Tip: Start reading this post at “UPDATE June 17th 2016” below and then continue with the newer updates.
UPDATE January 3rd 2018:
Tests of SNES Classic Mini controller connected to PC using Raphnet’s low-latency USB adapter: An input lag investigation
UPDATE June 18th 2017:
Additional tests showing effect on input lag from using shaders and from the new raw input driver : An input lag investigation
UPDATE May 2nd 2017:
Input lag on real SNES console on a CRT TV: An input lag investigation
UPDATE October 14th 2016:
Recommendations for low input lag in RetroArch: An input lag investigation
UPDATE August 16th 2016:
Test of higan v101 vs RetroArch: An input lag investigation
UPDATE August 8th 2016:
Test of input lag with Vulkan backend compared to OpenGL: An input lag investigation
UPDATE June 28th 2016 (#2):
Important update concerning the “Frame Delay” setting in RetroArch and calculations on how much room for improvement there actually is compared to a real NES: An input lag investigation
UPDATE June 28th 2016:
Important update concerning Nestopia and fceumm: An input lag investigation
UPDATE June 20th 2016:
Important update concerning inherent emulator lag: An input lag investigation
UPDATE June 17th 2016:
Since performing my original tests, I’ve improved the test methodology and posted a better test. The new test was first posted here (link) in this thread, but I’ve chosen to paste it into this post as well. The old test comes at the end of this post after the text “OLD POST BELOW”.
It’s time for an update (and it’s a hefty one)! I’ve been laying low lately, due to several things.
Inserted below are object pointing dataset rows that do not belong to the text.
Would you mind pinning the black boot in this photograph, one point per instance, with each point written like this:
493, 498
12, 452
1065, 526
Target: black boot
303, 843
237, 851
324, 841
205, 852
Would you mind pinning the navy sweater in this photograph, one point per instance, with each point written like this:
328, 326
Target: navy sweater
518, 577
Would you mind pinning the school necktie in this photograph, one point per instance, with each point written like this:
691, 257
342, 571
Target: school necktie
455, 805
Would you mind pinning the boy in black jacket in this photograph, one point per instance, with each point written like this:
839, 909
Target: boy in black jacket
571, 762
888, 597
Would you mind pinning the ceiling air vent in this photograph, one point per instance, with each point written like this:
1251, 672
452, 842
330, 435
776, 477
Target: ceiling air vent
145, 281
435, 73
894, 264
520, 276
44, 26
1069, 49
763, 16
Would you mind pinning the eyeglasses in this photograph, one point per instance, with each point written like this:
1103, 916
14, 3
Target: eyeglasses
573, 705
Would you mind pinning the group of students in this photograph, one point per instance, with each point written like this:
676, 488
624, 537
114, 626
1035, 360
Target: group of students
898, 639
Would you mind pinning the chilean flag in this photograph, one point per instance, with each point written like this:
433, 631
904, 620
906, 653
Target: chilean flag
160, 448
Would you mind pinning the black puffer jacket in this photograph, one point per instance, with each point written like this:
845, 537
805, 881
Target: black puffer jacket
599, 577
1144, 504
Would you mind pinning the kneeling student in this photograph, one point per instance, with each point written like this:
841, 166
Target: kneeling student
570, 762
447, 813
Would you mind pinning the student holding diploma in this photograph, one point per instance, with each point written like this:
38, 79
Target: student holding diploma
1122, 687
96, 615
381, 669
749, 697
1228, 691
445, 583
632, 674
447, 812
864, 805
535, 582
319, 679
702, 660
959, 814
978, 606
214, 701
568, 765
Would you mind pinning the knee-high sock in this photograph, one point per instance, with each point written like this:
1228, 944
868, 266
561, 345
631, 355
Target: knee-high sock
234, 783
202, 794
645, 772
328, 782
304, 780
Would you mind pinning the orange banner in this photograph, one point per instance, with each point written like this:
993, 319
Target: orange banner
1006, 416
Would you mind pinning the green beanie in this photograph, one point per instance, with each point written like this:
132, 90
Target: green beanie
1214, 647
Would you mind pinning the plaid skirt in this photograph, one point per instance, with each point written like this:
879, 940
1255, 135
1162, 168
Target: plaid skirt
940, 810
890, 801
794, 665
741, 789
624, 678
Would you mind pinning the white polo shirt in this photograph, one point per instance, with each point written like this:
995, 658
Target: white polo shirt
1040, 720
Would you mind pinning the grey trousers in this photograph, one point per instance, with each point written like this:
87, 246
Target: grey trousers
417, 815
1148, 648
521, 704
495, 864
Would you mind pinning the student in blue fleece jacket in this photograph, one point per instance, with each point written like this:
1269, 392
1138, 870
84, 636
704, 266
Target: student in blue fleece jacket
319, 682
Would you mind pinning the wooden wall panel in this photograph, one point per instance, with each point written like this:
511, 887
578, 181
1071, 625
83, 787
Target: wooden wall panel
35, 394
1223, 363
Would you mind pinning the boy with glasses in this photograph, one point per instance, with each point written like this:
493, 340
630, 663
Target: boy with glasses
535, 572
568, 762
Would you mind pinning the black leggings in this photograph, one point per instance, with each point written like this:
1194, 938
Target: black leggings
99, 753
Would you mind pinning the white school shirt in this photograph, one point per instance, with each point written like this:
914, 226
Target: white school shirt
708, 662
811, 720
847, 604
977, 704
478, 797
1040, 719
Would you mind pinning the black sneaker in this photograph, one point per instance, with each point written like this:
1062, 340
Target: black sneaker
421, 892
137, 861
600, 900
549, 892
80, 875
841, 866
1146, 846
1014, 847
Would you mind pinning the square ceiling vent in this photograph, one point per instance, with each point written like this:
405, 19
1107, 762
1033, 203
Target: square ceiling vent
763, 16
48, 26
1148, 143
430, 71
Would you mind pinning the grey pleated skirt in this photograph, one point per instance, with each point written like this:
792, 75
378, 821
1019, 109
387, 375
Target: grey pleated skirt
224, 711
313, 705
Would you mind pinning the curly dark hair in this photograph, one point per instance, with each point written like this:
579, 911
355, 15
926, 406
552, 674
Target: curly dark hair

First of all, I simply haven’t had much time to spare (and this testing is pretty time consuming). I’ve also spent some time on modifying a USB SNES replica with an LED, to get more accurate readings. Additionally, I took the decision to postpone any further testing until I got my new phone, an iPhone SE, which is capable of 240 FPS recording. Recording at 240 FPS, combined with the LED-rigged controller, provides for much quicker and more accurate measurements than previously.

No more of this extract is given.